7. A miniature spectrometer, characterized in that said micro spectrometer comprises: An input unit receiving an optical signal;

 a micro-diffraction grating that receives the optical signal and separates the optical signal into a plurality of spectral components, the micro-diffraction grating comprising a first wafer segment and a second wafer segment, the first wafer The segment has a focusing surface and a diffraction pattern formed on the focusing curved surface, and the second wafer segment has a reflecting surface;

 a photosensor that receives the plurality of spectral components separated and focused by the micro-diffractive grating;

 a waveguide device comprising a first waveguide sheet and a second waveguide sheet facing each other to define an optical channel together with the input portion, the micro diffraction grating and the photo sensor, The first waveguide sheet is located on an upper surface of the first wafer segment, and the second waveguide sheet is in partial contact with the reflective surface of the second wafer segment to enable one of the optical signals The first portion reaches the diffraction pattern and causes a second portion of the optical signal to reach a portion where the reflective surface is not in contact with the second waveguide sheet.

 8. The miniature spectrometer of claim 7 wherein:

 The plurality of spectral components comprise a zero-order spectral component and a first-order spectral component;

 The photo sensor has a first sensing section and a second sensing section, the first sensing section receives the zero-order spectral component, and the second sensing section receives the first a spectral component of the order, and the first sensing section and the second sensing section simultaneously receive the second portion of the optical signal reflected from the reflective surface.

 The micro spectrometer according to claim 8, wherein the first sensing section and the second sensing section are arranged in a line, and the photo sensor has a plurality of photosensitive cells. The plurality of photosensitive cells are arranged in a line, and the number of the plurality of spectral components is greater than or equal to two.

 10. The micro spectrometer of claim 8, wherein the micro spectrometer further comprises a light emitting device that emits the optical signal after passing a light source through a sample.

11. The micro spectrometer according to claim 8, wherein the micro spectrometer further comprises: A housing, wherein the input portion, the micro-diffraction grating, the photo sensor, and the waveguide device are mounted in the housing.

 12. The microspectrometer of claim 8, wherein the plurality of spectral components further comprise a second order spectral component, and wherein the second sensing segment of the photosensor further receives the Second-order spectral component.

 13. The microspectrometer according to claim 8, wherein an angle between the first sensing section and the second sensing section is not equal to 0 or 180 degrees.
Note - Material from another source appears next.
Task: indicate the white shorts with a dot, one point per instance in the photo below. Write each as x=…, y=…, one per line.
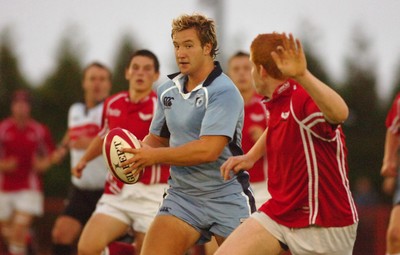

 The micro spectrometer according to claim 7, wherein the micro spectrometer further comprises a stray light filtering structure, which filters out a stray light component in the optical signal, and the stray light filtering The construct contains:

 a first filter section having a first tooth structure;

 a second filter section having a second toothed structure facing the first tooth structure, and an optical path defined between the first tooth structure and the second tooth structure The non-stray light component in the optical signal passes.

 15. The microspectrometer of claim 14, wherein the first filter zone and the second filter zone are on the same plane.